Adding a New Instrument

pysat works by calling modules written for specific instruments that load and process the data consistent with the pysat standard. The name of the python file corresponds to the combination ‘platform_name’ provided when initializing a pysat.Instrument object. The module should be placed in the pysat instruments directory for native support. A compatible module may also be supplied directly using

pysat.Instrument(inst_module=python_module_object).

Some data repositories have pysat templates prepared to assist in integrating a new instrument. See the Supported Data Templates section or the template instrument module code under pysat/instruments/templates/ for more. A general template has also been included to make starting any Instrument module easier.

Naming Conventions

pysat uses a hierarchy of named variables to define each specific data product. In order, this is

  • platform
  • name
  • sat_id
  • tag

The exact usage of these can be tailored to the nature of the mission and data products. In general, each combination should point to a unique data file. Not every data product will need all of these variable names. Both sat_id and tag can be instantiated as an empty string if unused or used to support a ‘default’ data set if desired. Examples are given below.

platform

In general, this is the name of the mission or observatory. Examples include ICON, JRO, COSMIC, and SuperDARN. Note that this may be a single satellite or ground-based observatory, a constellation of satellites, or a collaboration of ground-based observatories.

name

In general, this is the name of the instrument or high-level data product. When combined with the platform, this forms a unique file in the instruments directory. Examples include the EUV instrument on ICON (icon_euv) and the Incoherent Scatter Radar at JRO (jro_isr).

sat_id

In general, this is a unique identifier for a satellite in a constellation of identical or similar satellites, or multiple instruments on the same satellite with different look directions. For example, the DMSP satellites carry similar instrument suites across multiple spacecraft. These are labeled as f11-f18.

Note that sat_id will be updated to inst_id in pysat v3.0.

tag

In general, the tag points to a specific data product. This could be a specific processing level (such as L1, L2), or a product file (such as the different profile products for cosmic_gps data, ‘ionprf’, ‘atmprf’, …).
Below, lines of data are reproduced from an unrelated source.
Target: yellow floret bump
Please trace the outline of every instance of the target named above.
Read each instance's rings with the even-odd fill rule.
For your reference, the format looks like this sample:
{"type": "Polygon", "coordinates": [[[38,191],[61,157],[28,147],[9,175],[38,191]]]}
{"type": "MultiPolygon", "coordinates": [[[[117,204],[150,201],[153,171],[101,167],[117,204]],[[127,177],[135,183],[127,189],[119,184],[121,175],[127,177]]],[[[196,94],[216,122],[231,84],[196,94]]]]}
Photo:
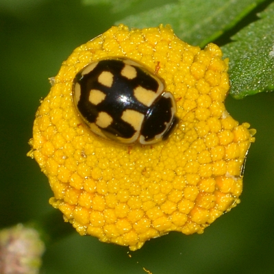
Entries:
{"type": "Polygon", "coordinates": [[[225,110],[228,60],[179,40],[169,27],[129,30],[121,25],[77,48],[54,78],[34,121],[34,158],[48,177],[49,203],[81,235],[140,249],[177,231],[202,233],[240,202],[242,169],[254,130],[225,110]],[[177,101],[179,125],[153,145],[116,145],[95,136],[72,101],[84,66],[127,57],[164,79],[177,101]]]}

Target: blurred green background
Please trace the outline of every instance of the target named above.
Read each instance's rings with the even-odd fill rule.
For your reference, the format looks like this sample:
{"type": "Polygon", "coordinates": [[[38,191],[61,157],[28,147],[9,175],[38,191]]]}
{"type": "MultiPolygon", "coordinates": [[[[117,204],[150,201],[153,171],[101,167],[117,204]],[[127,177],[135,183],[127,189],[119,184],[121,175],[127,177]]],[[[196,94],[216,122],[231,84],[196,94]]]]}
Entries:
{"type": "MultiPolygon", "coordinates": [[[[0,0],[1,227],[53,210],[47,179],[26,157],[34,114],[62,62],[119,19],[105,8],[79,0],[0,0]]],[[[48,247],[41,273],[143,274],[143,267],[153,274],[273,273],[274,93],[229,97],[226,106],[257,129],[240,205],[202,235],[171,233],[132,258],[126,247],[75,232],[48,247]]]]}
Naming Requirements in Instrument Module

Each instrument file must include the platform and name as variables at the top-code-level of the file. Additionally, the tags and sat_ids supported by the module must be stored as dictionaries.

platform = 'your_platform_name'
name = 'name_of_instrument'
# dictionary keyed by tag with a string description of that dataset
tags = {'': 'The standard processing for the data.  Loaded by default',
        'fancy': 'A higher-level processing of the data.'}
# dictionary keyed by sat_id with a list of supported tags
# for each key
sat_ids = {'A': ['', 'fancy'], 'B': ['', 'fancy'], 'C': ['']}

Note that the possible tags that can be invoked are ‘’ and ‘fancy’. The tags dictionary includes a short description for each of these tags. A blank tag will be present by default if the user does not specify a tag.

The supported sat_ids should also stored in a dictionary. Each key name here points to a list of the possible tags that can be associated with that particular sat_id. Note that not all satellites in the example support every level of processing. In this case, the ‘fancy’ processing is available for satellites A and B, but not C.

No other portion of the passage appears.